Sachsen und Thüringen wollen noch vor der Sommerpause eine tragfähige Lösung zum weiteren Vorgehen beim Bau der gemeinsamen Justizvollzugsanstalt in Zwickau finden. Das sicherte Sachsens Finanzminister Christian Piwarz (CDU) den Abgeordneten im Landtag in Dresden zu. Den von der AfD erhobenen Vorwurf eines Staatsversagens wies er zurück.

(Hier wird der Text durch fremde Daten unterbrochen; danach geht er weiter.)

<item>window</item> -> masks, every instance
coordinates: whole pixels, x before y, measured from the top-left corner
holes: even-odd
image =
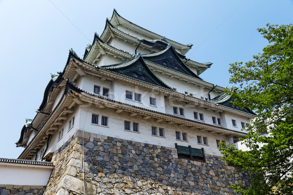
[[[217,124],[217,121],[216,121],[216,117],[212,117],[212,123],[214,124]]]
[[[157,135],[157,127],[151,127],[151,135],[153,136]]]
[[[234,127],[237,127],[237,124],[236,124],[236,120],[233,119],[232,119],[232,125],[233,125]]]
[[[200,120],[203,120],[203,121],[205,120],[204,119],[204,114],[203,114],[199,113],[199,119]]]
[[[197,136],[197,143],[202,143],[201,136]]]
[[[99,121],[99,115],[92,115],[92,123],[98,124]]]
[[[176,139],[180,140],[180,132],[178,131],[176,132]]]
[[[244,128],[245,126],[245,123],[244,123],[243,122],[241,122],[241,127],[242,127],[242,128]]]
[[[108,117],[102,117],[102,123],[101,124],[103,126],[108,126]]]
[[[175,114],[178,114],[178,108],[177,107],[173,106],[173,113]]]
[[[142,101],[142,95],[135,93],[134,93],[134,100],[139,101],[140,102],[141,102]]]
[[[103,88],[103,96],[107,97],[109,97],[109,89],[105,88],[105,87]]]
[[[133,131],[138,132],[138,123],[133,123]]]
[[[219,139],[216,139],[216,141],[217,142],[217,147],[220,147],[220,142],[221,142],[221,141]]]
[[[159,128],[159,136],[161,137],[165,136],[163,128]]]
[[[72,117],[68,122],[68,130],[70,129],[74,125],[74,117]]]
[[[180,108],[179,113],[180,114],[180,115],[184,116],[184,109],[183,109],[183,108]]]
[[[130,131],[130,121],[124,121],[124,129]]]
[[[186,133],[182,133],[182,140],[187,141],[187,134]]]
[[[125,92],[125,98],[126,99],[132,99],[132,92],[126,91]]]
[[[221,118],[217,118],[217,119],[218,120],[218,124],[219,125],[222,125],[222,121],[221,120]]]
[[[142,79],[144,80],[146,79],[146,76],[144,75],[139,75],[136,73],[133,73],[133,77],[136,77],[137,78]]]
[[[198,113],[193,112],[193,115],[194,115],[194,119],[198,119]]]
[[[156,106],[156,98],[149,97],[149,105],[151,105],[152,106]]]
[[[101,87],[97,85],[94,86],[94,94],[100,94],[100,89]]]
[[[62,137],[63,137],[63,129],[62,129],[58,133],[58,140],[61,139]],[[42,154],[41,155],[42,156]]]

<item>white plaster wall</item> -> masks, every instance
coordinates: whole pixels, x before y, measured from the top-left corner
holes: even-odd
[[[35,168],[35,167],[36,167]],[[0,184],[46,186],[52,169],[27,165],[0,164]]]
[[[151,90],[143,87],[135,86],[130,83],[119,82],[119,81],[115,81],[114,82],[114,90],[115,100],[136,106],[165,113],[164,97],[162,94],[157,91]],[[133,93],[132,100],[125,98],[126,90]],[[135,93],[142,95],[142,101],[141,102],[134,101],[134,94]],[[156,106],[149,104],[150,97],[156,98]]]
[[[179,127],[176,124],[168,124],[165,121],[156,122],[154,119],[144,120],[141,116],[131,117],[128,113],[122,112],[120,114],[115,112],[113,109],[100,109],[91,107],[87,108],[81,108],[81,123],[84,125],[80,127],[80,129],[86,132],[106,136],[118,137],[127,140],[148,143],[166,147],[175,147],[175,143],[188,146],[191,145],[196,148],[204,148],[206,154],[221,156],[216,145],[216,139],[220,139],[228,142],[228,138],[225,135],[209,133],[208,131],[199,131],[196,129],[189,129],[188,127]],[[108,126],[91,124],[92,114],[99,116],[99,123],[101,124],[101,117],[108,117]],[[124,130],[124,121],[131,122],[131,131]],[[139,123],[139,133],[132,131],[133,122]],[[151,126],[163,128],[165,137],[153,136],[151,135]],[[188,141],[176,139],[175,132],[179,131],[187,134]],[[197,143],[197,136],[208,137],[208,145]]]
[[[201,98],[201,97],[209,98],[208,93],[210,89],[204,88],[199,85],[195,85],[191,83],[188,83],[184,80],[179,80],[178,78],[171,78],[169,76],[164,74],[162,75],[158,72],[155,72],[156,75],[165,83],[171,87],[176,89],[176,91],[183,94],[185,92],[193,94],[193,96],[197,98]],[[219,95],[220,93],[212,91],[210,92],[210,98],[213,98],[215,96]]]
[[[242,132],[243,133],[248,133],[245,129],[243,129],[242,131],[242,127],[241,126],[241,122],[244,122],[246,123],[250,124],[249,118],[246,117],[241,117],[240,116],[237,116],[232,113],[226,113],[226,123],[227,128],[230,129],[231,129],[234,131],[238,132]],[[232,119],[236,120],[236,123],[237,127],[234,127],[232,124]]]
[[[107,65],[115,64],[123,62],[121,58],[114,58],[113,56],[110,55],[105,55],[100,57],[100,60],[98,62],[95,63],[95,64],[98,66],[103,66]]]
[[[125,27],[120,26],[120,25],[118,26],[117,27],[117,28],[119,30],[121,30],[121,31],[122,31],[126,34],[128,34],[131,35],[132,37],[136,37],[140,39],[145,39],[149,40],[149,39],[150,39],[149,38],[148,38],[147,37],[146,37],[143,35],[141,35],[140,34],[136,33],[134,31],[132,31],[130,30],[129,30]]]
[[[57,104],[59,102],[60,98],[61,98],[61,97],[62,97],[62,95],[63,94],[63,92],[64,92],[64,88],[65,88],[65,86],[62,87],[58,91],[58,93],[57,94],[57,95],[56,96],[56,97],[55,98],[55,101],[54,101],[54,103],[53,104],[53,107],[52,107],[52,109],[54,109],[54,108],[55,107],[55,106],[57,105]],[[48,103],[48,102],[47,102],[47,103]]]

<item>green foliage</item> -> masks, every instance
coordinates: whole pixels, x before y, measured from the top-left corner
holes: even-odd
[[[269,45],[253,60],[230,64],[230,83],[240,85],[227,92],[233,104],[248,107],[257,117],[246,127],[243,140],[249,151],[221,144],[227,162],[251,171],[249,188],[231,187],[242,195],[293,194],[293,26],[267,25],[258,30]],[[267,136],[261,136],[268,132]]]

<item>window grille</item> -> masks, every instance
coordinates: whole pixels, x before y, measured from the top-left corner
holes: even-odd
[[[153,136],[157,135],[157,127],[151,127],[151,135]]]
[[[105,88],[105,87],[103,88],[103,96],[107,97],[109,97],[109,89]]]
[[[133,131],[138,132],[138,123],[133,123]]]
[[[234,119],[232,119],[232,124],[233,125],[233,126],[234,126],[234,127],[237,127],[237,125],[236,124],[236,120],[234,120]]]
[[[97,85],[94,86],[94,94],[100,94],[100,89],[101,87]]]
[[[159,135],[160,136],[161,136],[161,137],[165,136],[163,128],[159,128]]]
[[[182,133],[182,140],[187,141],[187,134],[186,133]]]
[[[156,98],[149,97],[149,105],[153,106],[156,106]]]
[[[200,120],[204,121],[204,114],[202,113],[199,113],[199,119]]]
[[[201,136],[197,136],[197,143],[202,143]]]
[[[180,140],[180,132],[178,131],[176,132],[176,139]]]
[[[179,113],[180,115],[184,116],[184,109],[183,108],[179,108]]]
[[[108,117],[102,117],[101,125],[108,126]]]
[[[176,115],[178,114],[178,108],[177,107],[173,106],[173,113]]]
[[[99,121],[99,115],[92,115],[92,123],[98,124]]]
[[[132,99],[132,92],[129,91],[125,92],[125,98],[129,99]]]
[[[194,115],[194,119],[198,119],[198,113],[193,112],[193,115]]]
[[[134,93],[134,100],[139,101],[140,102],[141,102],[142,101],[142,95],[135,93]]]
[[[203,143],[205,145],[208,145],[208,137],[203,137]]]
[[[126,130],[130,131],[130,122],[126,121],[126,120],[124,121],[124,129]]]
[[[216,121],[216,117],[212,117],[212,123],[214,124],[217,124],[217,121]]]

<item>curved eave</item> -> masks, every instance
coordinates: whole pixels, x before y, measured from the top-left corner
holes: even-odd
[[[54,116],[55,117],[57,117],[57,116],[54,116],[56,110],[58,108],[61,107],[61,105],[63,102],[66,101],[66,98],[68,98],[68,96],[67,94],[68,93],[71,92],[69,90],[71,90],[77,93],[80,93],[82,92],[82,90],[79,89],[78,88],[76,87],[70,80],[67,80],[66,81],[66,85],[64,88],[63,92],[62,94],[61,98],[60,98],[59,101],[57,104],[55,106],[55,107],[53,108],[52,112],[48,116],[47,118],[45,120],[44,122],[42,124],[42,125],[40,127],[40,130],[38,132],[37,134],[33,138],[32,140],[30,142],[28,146],[27,146],[24,150],[22,151],[21,154],[20,155],[18,158],[20,159],[24,159],[25,158],[26,155],[29,154],[30,150],[33,149],[33,148],[31,148],[32,147],[33,147],[34,145],[37,144],[39,142],[38,141],[40,141],[42,139],[43,135],[45,133],[44,132],[44,129],[45,129],[44,127],[45,126],[47,126],[48,124],[47,124],[47,122],[51,119],[51,118]],[[38,142],[38,143],[36,143]]]
[[[164,37],[151,32],[148,30],[146,29],[137,24],[135,24],[130,21],[127,20],[125,18],[122,17],[114,9],[110,20],[111,23],[113,22],[115,27],[118,27],[121,25],[126,28],[127,28],[132,31],[141,34],[146,37],[152,39],[160,39],[165,38]],[[192,44],[185,45],[180,43],[174,40],[165,38],[167,41],[171,42],[172,44],[176,45],[176,48],[178,48],[181,53],[183,55],[186,54],[192,47]]]

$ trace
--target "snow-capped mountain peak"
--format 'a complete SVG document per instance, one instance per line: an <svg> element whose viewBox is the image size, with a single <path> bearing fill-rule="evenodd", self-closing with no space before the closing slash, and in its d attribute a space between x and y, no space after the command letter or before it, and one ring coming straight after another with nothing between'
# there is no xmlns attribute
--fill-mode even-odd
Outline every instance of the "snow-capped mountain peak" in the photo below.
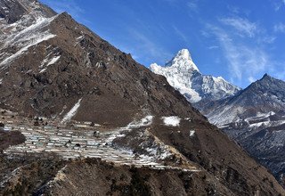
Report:
<svg viewBox="0 0 285 196"><path fill-rule="evenodd" d="M180 50L165 66L151 64L151 69L165 76L168 83L191 102L218 100L232 96L240 90L222 77L202 75L187 49Z"/></svg>
<svg viewBox="0 0 285 196"><path fill-rule="evenodd" d="M197 66L191 57L188 49L180 50L171 61L166 63L166 66L173 66L181 69L199 71Z"/></svg>

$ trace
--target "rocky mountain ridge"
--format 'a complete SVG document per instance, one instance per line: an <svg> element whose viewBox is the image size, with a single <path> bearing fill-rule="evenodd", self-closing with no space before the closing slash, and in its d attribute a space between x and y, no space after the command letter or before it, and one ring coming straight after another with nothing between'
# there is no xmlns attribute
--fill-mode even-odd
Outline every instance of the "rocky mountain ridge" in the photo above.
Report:
<svg viewBox="0 0 285 196"><path fill-rule="evenodd" d="M151 69L166 77L190 102L218 100L234 95L240 90L222 77L202 75L187 49L179 51L165 66L151 64Z"/></svg>
<svg viewBox="0 0 285 196"><path fill-rule="evenodd" d="M209 102L200 110L284 185L284 108L285 82L265 74L237 95Z"/></svg>
<svg viewBox="0 0 285 196"><path fill-rule="evenodd" d="M200 171L192 175L187 171L184 172L182 169L173 169L170 173L162 170L161 173L167 175L158 176L151 167L148 167L150 172L148 169L138 169L139 176L146 181L147 187L152 187L147 188L151 195L160 192L161 190L155 187L161 187L164 190L162 192L171 194L173 190L164 184L165 177L171 176L175 177L175 180L169 179L169 182L175 184L183 195L191 195L193 192L284 194L284 190L265 167L256 164L218 128L210 125L164 77L140 65L130 54L102 40L66 12L53 14L52 12L49 15L50 10L35 0L5 2L14 4L6 6L11 9L9 12L20 4L31 4L28 9L24 9L31 12L19 8L15 12L20 13L20 17L10 19L10 15L4 15L4 20L2 20L2 29L5 32L1 33L0 39L0 107L17 113L20 122L21 117L33 120L31 117L41 116L50 119L52 124L58 122L53 128L67 132L74 128L69 127L69 122L91 122L102 132L119 131L119 136L113 138L114 141L107 146L127 149L138 156L154 153L159 144L168 146L183 160L193 164ZM37 4L39 8L33 9L33 4ZM34 17L38 10L46 13ZM12 123L17 122L13 121L15 117L10 118ZM140 126L137 126L138 122ZM20 127L20 124L12 126L15 127ZM48 134L56 134L51 131L51 126L39 128L28 122L28 128L40 133L47 128ZM21 131L20 128L19 130ZM81 134L86 133L83 130ZM54 135L54 141L59 140L54 137L62 137ZM45 142L50 141L44 139ZM31 149L35 147L31 143L28 146L32 146ZM75 147L81 148L79 146ZM60 151L57 147L52 150ZM83 147L79 149L83 150ZM134 186L135 188L136 182L142 183L141 177L127 171L130 167L120 165L112 167L111 164L107 164L98 167L100 162L94 159L81 165L84 158L67 163L61 160L61 156L53 161L51 157L53 153L50 151L37 154L28 150L23 153L26 156L1 154L1 174L4 174L4 176L1 176L1 183L4 184L7 184L6 179L11 179L11 184L8 182L9 185L2 189L5 192L43 193L42 188L46 187L47 195L53 192L58 195L74 194L74 192L90 194L89 191L94 193L93 192L95 191L87 186L69 189L69 184L74 182L74 176L80 184L89 184L90 172L91 179L94 180L97 174L108 174L110 169L114 172L112 176L116 176L115 181L110 181L113 178L110 176L105 176L106 180L101 178L98 181L102 186L106 185L104 193L114 190L126 192L126 192L130 192L128 191ZM37 155L43 155L43 159ZM179 158L174 156L172 161L177 160L177 164L183 164ZM61 164L56 164L57 161ZM164 161L167 164L167 160ZM22 163L20 167L19 162ZM61 167L64 164L67 164L67 173ZM126 176L120 179L122 173L126 173ZM151 178L145 178L145 174L149 174ZM183 180L178 181L178 178ZM118 179L122 184L117 184ZM144 184L142 185L145 187ZM134 191L137 191L136 188Z"/></svg>

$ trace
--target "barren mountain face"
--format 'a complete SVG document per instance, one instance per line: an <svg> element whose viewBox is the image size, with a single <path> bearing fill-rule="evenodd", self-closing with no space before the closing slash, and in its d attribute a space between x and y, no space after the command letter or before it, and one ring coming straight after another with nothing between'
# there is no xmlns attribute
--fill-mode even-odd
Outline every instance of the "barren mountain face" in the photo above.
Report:
<svg viewBox="0 0 285 196"><path fill-rule="evenodd" d="M68 13L1 4L1 115L26 137L1 154L1 193L285 194L164 77Z"/></svg>
<svg viewBox="0 0 285 196"><path fill-rule="evenodd" d="M285 82L267 74L237 95L209 102L202 112L284 184Z"/></svg>

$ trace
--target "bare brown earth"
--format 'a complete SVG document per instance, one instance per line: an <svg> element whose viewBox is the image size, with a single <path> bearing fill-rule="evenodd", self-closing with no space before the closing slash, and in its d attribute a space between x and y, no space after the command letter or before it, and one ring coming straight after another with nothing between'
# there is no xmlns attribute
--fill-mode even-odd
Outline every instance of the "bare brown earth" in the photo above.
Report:
<svg viewBox="0 0 285 196"><path fill-rule="evenodd" d="M116 49L67 13L58 15L44 29L56 37L31 46L0 70L0 102L4 107L22 116L61 118L82 98L73 119L93 121L110 128L153 115L151 133L201 169L198 174L181 176L175 170L130 170L95 160L72 161L63 175L66 178L47 189L46 194L214 195L216 192L218 195L285 195L270 173L211 126L164 77L135 62L130 54ZM1 53L14 50L7 46ZM60 61L40 73L39 65L51 53L61 55ZM162 116L189 118L191 122L183 120L180 127L169 127L162 125ZM189 136L191 129L195 130L193 137ZM26 192L38 192L63 164L61 160L50 160L47 165L38 161L35 167L28 165L28 170L19 175L26 179L25 184L20 180L6 186L8 193L15 191L11 187L16 184L20 189L30 187ZM30 172L33 169L36 173ZM119 180L122 174L126 178ZM35 184L37 179L40 183Z"/></svg>
<svg viewBox="0 0 285 196"><path fill-rule="evenodd" d="M6 132L0 127L0 151L10 145L17 145L25 142L25 137L19 131Z"/></svg>

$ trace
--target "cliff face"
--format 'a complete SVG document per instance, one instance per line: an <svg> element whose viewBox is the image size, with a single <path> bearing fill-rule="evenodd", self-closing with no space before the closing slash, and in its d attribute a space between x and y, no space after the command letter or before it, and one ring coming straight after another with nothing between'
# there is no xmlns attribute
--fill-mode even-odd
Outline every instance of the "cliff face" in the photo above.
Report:
<svg viewBox="0 0 285 196"><path fill-rule="evenodd" d="M151 123L131 129L125 135L130 139L117 141L116 145L136 149L142 146L141 143L149 142L144 140L147 133L154 138L151 142L159 141L169 145L173 151L177 151L200 171L187 181L183 174L179 176L181 170L164 170L161 174L151 168L132 171L120 167L110 167L116 176L115 182L99 180L102 186L106 185L104 192L107 189L116 192L125 188L133 190L134 186L136 189L134 180L138 178L138 184L141 184L141 178L149 175L149 181L142 186L151 194L174 192L166 187L165 177L169 178L171 184L176 185L182 194L284 194L282 188L263 167L211 126L164 77L138 64L130 54L116 49L67 13L54 15L37 1L5 2L16 4L10 7L21 5L24 8L19 8L17 17L11 20L10 15L1 15L4 19L1 20L2 31L4 32L0 37L2 108L18 111L22 116L45 116L61 122L71 119L92 121L109 129L128 125L149 115L153 118ZM132 135L139 137L130 136ZM25 160L25 158L20 159ZM42 161L38 160L40 167L35 169L38 171L37 176L45 176L45 180L34 184L28 192L41 191L60 169L53 167L53 161L48 162L52 167L45 167L46 165ZM58 161L61 166L64 163ZM27 164L28 167L18 176L25 176L30 167L33 167L30 162ZM95 179L96 174L107 172L107 168L101 168L97 162L90 164L68 163L68 180L47 189L48 192L60 194L59 187L64 188L63 193L95 192L95 188L70 188L69 184L74 179L79 179L78 184L86 184ZM10 165L16 167L13 168L18 166ZM122 182L126 182L123 184L116 183L124 172L126 178ZM81 175L80 178L75 178L77 174ZM187 175L191 176L191 174ZM28 176L30 180L25 184L20 182L27 178L16 181L20 182L20 187L26 183L33 184L33 174L28 173ZM183 180L179 180L181 178ZM201 188L197 188L200 185ZM165 189L167 191L163 191ZM140 192L143 193L145 190Z"/></svg>

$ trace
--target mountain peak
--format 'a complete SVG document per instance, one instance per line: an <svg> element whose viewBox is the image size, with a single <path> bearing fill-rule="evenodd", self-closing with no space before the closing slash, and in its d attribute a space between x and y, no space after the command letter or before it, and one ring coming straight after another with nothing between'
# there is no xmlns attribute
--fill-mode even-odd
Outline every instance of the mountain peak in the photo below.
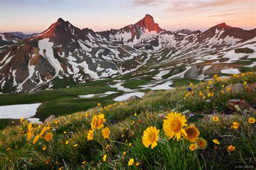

Das Projekt sei vielmehr ein Beispiel dafür, wie komplexe öffentliche Bauvorhaben besonders in Krisenzeiten durchgehalten und zum Erfolg geführt werden.
CDU hält Bezeichnung «Problembaustelle Staat» für populistisch
Aus den Problemen bei diesem Bau eine «Problembaustelle Staat» zu machen, sei populistisch, sagte der CDU-Abgeordnete Roland Pohle. Sachsen hatte dem Generalplaner für das Projekt Ende 2023 gekündigt. Seither herrscht auf der Baustelle weitgehend Stillstand. Pohle stellte klar, dass Auftragnehmer heute nicht mehr Schlange stehen, wenn der Staat als Auftraggeber auftritt.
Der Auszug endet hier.